There are a number of dictionaries of saints presently on the market. Butler’s Lives of the Saints, a Herculean effort begun by Dom Alban Butler in the late eighteenth century, has gone through recent editions, with updated entries that incorporate new saints canonized under Pope John Paul II together with those revisions made to the liturgical calendar. In the main the biographical entries of Butler’s Lives are substantive and well written. Among other reference works in English, one can still find the dictionaries edited by John Delaney, Richard McBrien, Donald Attwater, David Hugh Farmer, and Basil Watkins to be useful, each in their own way (mostly for quick reference), though few draw from the mother of all saints’ compendia, the multi-volume Bibliotheca Sanctorum, published in Italian by the Lateran University in the 1960s.
Walsh’s dictionary takes its inspiration from the Enciclopedia dei Santi, a more contemporary Italian work of the late 1990s. This colossal effort deals with the Eastern saints and Walsh makes great use of the entries in those volumes for his own. Thus when he claims that his dictionary stands apart from his competitors on the ground of comprehensiveness, he means that others make little or no effort to see the Church’s saints as a unified communion. His does. While Walsh does little more than to provide the bare bones facts on the biography and liturgical role of a particular saint, he stretches the categories for inclusion to those saints and blesseds revered by Christians such as Old Believers, Melkites, Copts, Cypriots, Armenians, and so forth. He lists all those religious bodies in an appendix and provides a thumbnail sketch of their histories. A final one-page appendix (now outdated) includes a list of all the saints and beati proclaimed since Pope Benedict XVI took office.
Nearly 7000 names are listed alphabetically in this dictionary. Each entry presents a compact version of the saint’s life and so given the vast number, the reader should not expect embellishment. Indeed, one can easily tire of the sometimes wooden style for these entries, which are meant to be functional for the scholar or student in need of basic data. This is not always so, however, because, particularly with more famous saints, Walsh includes some distinction in the vitae. The length of each individual entry rarely goes past a half of a column in length (a rule inviolate even for St. Francis of Assisi or St. Ignatius of Loyola). The volume has the merit of easy cross-referencing through the inclusion of names in bold print, such as when the entry for Helen also refers the reader to Constantine.
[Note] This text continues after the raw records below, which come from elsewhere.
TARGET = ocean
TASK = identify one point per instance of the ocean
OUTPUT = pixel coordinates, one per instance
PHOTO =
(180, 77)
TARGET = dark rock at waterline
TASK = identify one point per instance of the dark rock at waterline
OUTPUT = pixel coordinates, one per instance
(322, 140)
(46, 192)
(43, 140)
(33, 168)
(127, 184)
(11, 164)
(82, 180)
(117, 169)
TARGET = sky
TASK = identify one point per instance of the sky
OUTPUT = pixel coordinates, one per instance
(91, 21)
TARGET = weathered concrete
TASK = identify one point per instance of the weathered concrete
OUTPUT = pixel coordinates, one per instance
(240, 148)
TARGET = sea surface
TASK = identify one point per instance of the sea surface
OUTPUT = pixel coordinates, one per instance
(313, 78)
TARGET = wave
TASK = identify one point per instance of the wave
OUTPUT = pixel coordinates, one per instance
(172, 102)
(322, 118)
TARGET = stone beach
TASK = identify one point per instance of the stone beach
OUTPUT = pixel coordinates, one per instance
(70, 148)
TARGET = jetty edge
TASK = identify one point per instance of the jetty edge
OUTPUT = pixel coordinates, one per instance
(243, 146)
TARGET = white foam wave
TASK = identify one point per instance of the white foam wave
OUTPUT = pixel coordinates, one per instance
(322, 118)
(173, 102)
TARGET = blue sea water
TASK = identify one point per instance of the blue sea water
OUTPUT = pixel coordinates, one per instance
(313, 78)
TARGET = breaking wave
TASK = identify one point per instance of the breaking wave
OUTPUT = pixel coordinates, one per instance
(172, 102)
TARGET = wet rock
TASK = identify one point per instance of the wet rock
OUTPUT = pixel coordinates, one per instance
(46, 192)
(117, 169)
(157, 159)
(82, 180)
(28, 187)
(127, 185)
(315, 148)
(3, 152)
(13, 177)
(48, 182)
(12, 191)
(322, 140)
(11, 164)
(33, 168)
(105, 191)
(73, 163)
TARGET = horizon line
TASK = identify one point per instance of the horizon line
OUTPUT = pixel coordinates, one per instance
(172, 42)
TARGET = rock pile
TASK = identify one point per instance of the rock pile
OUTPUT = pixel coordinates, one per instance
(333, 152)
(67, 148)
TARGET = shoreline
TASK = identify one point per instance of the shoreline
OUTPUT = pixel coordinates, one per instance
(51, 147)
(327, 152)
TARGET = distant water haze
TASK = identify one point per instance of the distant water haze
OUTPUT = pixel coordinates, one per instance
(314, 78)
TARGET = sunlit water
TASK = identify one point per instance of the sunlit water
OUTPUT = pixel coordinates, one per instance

Notwithstanding the publisher’s assertion that this is “the most complete and accurate ‘Dictionary of Saints’ available,” there is a glaring omission in that no entry for St. Peter the Apostle can be found, even though many other entries (such as that for Sts. Andrew or Paul) have a note to “See Peter.” These entries direct the reader to nowhere. There are, however, 123 other entries under the name “Peter,” such as “Peter Faber” or “Peter Damian,” or “Peter Claver.” It is also somewhat hit or miss to find the feast day listed in these entries. The year, but not the precise date of canonization, is usually supplied for those saints in the second millennia. It could have been helpful to include a brief explanation about the nature and development of canonization processes somewhere in the introductory material in order to clarify why canonization dates only emerge in the second millennia (papal bulls canonizing a saint only begin with St. Homobonus of Cremona in 1199). There is also periodic, but hardly uniform, reference to the patronage of individual saints. One also searches mightily for their symbols as they appear in Christian art. But for these complaints, this dictionary endeavors to supply a ready reference, an aid to further scholarship.